Actor Rock Hudson, who died Wednesday morning, was cremated shortly after his personal physician pronounced him dead.

"Those in fact were his wishes," said Hudson's publicist Dale Olson.

There are no plans for a funeral, although there may be a private memorial, possibly on Oct. 13, according to Yanou Collart, a Paris publicist and friend of Hudson's. It was Collart who announced to the world in July that Hudson was suffering from acquired immune deficiency syndrome when the actor was hospitalized in Paris.

"His will says his ashes will be scattered over Catalina Channel, 25 miles off Los Angeles, where he loved to sail," said Collart, who was in New York yesterday. The ashes will be spread from a yacht, and Hudson wanted 50 people in attendance, including Collart, Elizabeth Taylor, Roddy McDowall and Hudson's personal manager Mark Miller, she said.

"After that, he wanted a big party with mariachis and champagne," added Collart.

"He made out this list a long time ago," Collart said of the guests, "not just when he found out he had AIDS."

Olson said that he could not confirm those plans but said that Hudson had discussed with his associates such arrangements as the scattering of ashes over the water and the cremation of the actor's body.

"At some point, during the last year, that was all done with Wallace Sheft [Hudson's business manager] in New York and done very privately," said Olson.

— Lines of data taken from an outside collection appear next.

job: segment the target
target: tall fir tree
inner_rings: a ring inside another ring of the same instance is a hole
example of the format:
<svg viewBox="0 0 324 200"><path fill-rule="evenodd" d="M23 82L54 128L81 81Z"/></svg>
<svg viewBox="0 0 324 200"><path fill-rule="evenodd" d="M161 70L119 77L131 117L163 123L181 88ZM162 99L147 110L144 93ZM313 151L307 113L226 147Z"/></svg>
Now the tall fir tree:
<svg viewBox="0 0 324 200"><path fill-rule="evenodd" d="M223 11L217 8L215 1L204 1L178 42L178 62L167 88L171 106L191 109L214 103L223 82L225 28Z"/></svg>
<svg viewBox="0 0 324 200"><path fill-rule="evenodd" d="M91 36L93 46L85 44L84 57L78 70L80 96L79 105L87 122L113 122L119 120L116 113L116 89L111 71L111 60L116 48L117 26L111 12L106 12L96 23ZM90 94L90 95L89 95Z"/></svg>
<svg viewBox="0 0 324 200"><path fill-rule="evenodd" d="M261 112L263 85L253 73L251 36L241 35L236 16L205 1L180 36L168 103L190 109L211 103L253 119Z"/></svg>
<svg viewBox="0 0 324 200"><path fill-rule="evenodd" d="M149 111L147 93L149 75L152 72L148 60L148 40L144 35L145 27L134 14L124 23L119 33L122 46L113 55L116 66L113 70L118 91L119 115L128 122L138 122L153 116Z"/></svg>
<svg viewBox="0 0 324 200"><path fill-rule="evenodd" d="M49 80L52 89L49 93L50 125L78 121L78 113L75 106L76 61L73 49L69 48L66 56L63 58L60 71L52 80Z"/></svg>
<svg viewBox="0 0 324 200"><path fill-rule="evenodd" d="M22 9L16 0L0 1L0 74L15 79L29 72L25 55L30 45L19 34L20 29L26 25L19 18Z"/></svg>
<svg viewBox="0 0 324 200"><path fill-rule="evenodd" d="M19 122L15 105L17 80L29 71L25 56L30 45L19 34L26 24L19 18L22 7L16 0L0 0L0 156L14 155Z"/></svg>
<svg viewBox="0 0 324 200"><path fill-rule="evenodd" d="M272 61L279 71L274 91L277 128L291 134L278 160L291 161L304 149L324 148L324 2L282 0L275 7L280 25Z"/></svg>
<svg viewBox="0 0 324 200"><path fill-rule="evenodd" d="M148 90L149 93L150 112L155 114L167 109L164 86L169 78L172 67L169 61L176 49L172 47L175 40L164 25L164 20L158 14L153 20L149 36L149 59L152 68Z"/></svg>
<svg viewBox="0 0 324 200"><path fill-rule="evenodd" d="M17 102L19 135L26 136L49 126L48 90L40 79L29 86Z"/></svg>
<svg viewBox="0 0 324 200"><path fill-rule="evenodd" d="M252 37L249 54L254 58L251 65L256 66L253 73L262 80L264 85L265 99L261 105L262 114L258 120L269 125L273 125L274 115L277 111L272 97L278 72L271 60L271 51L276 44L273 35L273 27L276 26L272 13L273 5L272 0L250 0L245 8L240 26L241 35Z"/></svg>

In the weeks after Hudson returned to his home from UCLA Medical Center, his longtime friend Tom Clark, a Los Angeles publicist, was often with him at the house, taking care of Hudson. In addition, there was a household staff of six, including secretaries who had been called in to handle the enormous quantities of mail that Hudson received, according to Olson.

A member of the household staff, who wishes to remain unnamed, called Hudson's physician, Rexford Kennamer, to the home Wednesday morning. At first it appeared that Hudson died in his sleep. "Ostensibly, he did," said Olson, "but I am told that his eyes opened and he was awake and then he died."

Kennamer, who has not commented publicly on the cause of Hudson's death, attributed it to "complications," according to one source. Hudson suffered from extensive Kaposi's sarcoma, a form of skin cancer common to AIDS victims, and severe liver disease, according to a doctor familiar with Hudson's case.

Collart said she was in a meeting Wednesday morning with Hudson's personal manager, Mark Miller, and writer Sara Davidson, who has been working with Hudson on the actor's memoirs, when she was informed of his death.

Hudson's proceeds from the Davidson book "My Story" will go to the Rock Hudson AIDS Foundation, which is now a fund of the newly formed American Foundation for AIDS Research. Hudson had already donated $250,000 to the American Foundation for AIDS Research.

Davidson spent the last six weeks working often with Hudson at his house on the book. "She's not finished her research at all," said Sherry Arden, president of William Morrow, the publisher of "My Story." "She's talking to his very close circle of friends." Hudson, according to Arden, issued a statement to his friends, asking them to talk to Davidson for the book.

The publishing house hopes to publish the book in the spring. "We can't rush it much more than that," said Lela Rolontz, publicity director for William Morrow. "We don't know that we're going to get it out then but we're going to try. Whenever [The manuscript] is ready, it'll be rushed through."